Louisiana is one of the few where there are no restrictions on when, wher,e and how often commissioners can communicate with the utilities they regulate. Louisiana Public Service Commission YouTube channel
This story was reported by Floodlight, a nonprofit newsroom that investigates the powerful interests stalling climate action.
This past April, days before a Louisiana Public Service Commission (PSC) meeting at a remote lakefront resort, the state’s largest power company dropped a bombshell. Entergy asked the five commissioners to vote—four months ahead of a schedule—on an ambitious resilience plan slated to cost nearly $2 billion.
A Louisiana consumer watchdog group and the state’s refineries and chemical plants formally objected, saying the process was “unnecessarily fast-tracked” and that Entergy had provided “insufficient information” to evaluate the plan, which included replacing and strengthening utility poles and power lines and protecting substations from flooding.
Despite these objections, Entergy’s plan was added to the agenda. “This is [a] wholly undemocratic process,” James Hiatt, an environmental activist, protested to the panel. “Why does it need to be rushed through today?”

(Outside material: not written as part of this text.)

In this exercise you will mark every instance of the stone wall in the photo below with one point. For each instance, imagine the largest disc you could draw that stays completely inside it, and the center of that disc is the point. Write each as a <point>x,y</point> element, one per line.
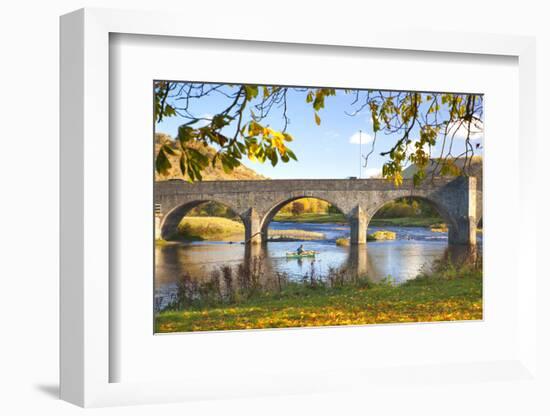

Shortly before the meeting, Entergy’s big industrial customers, including Chevron and ExxonMobil, dropped their opposition to the plan after the PSC shifted millions of dollars of the cost onto Entergy’s residential and commercial ratepayers.
Commissioners Davante Lewis and Foster Campbell, blindsided by the change, pushed their colleagues for a postponement. They were overruled, and the plan was approved.
This last-minute decision to saddle ratepayers with a greater share of the utility’s costs, exemplifies the imbalance of power in Louisiana and what’s at stake in the upcoming election for an open PSC seat. Whoever wins will replace Republican........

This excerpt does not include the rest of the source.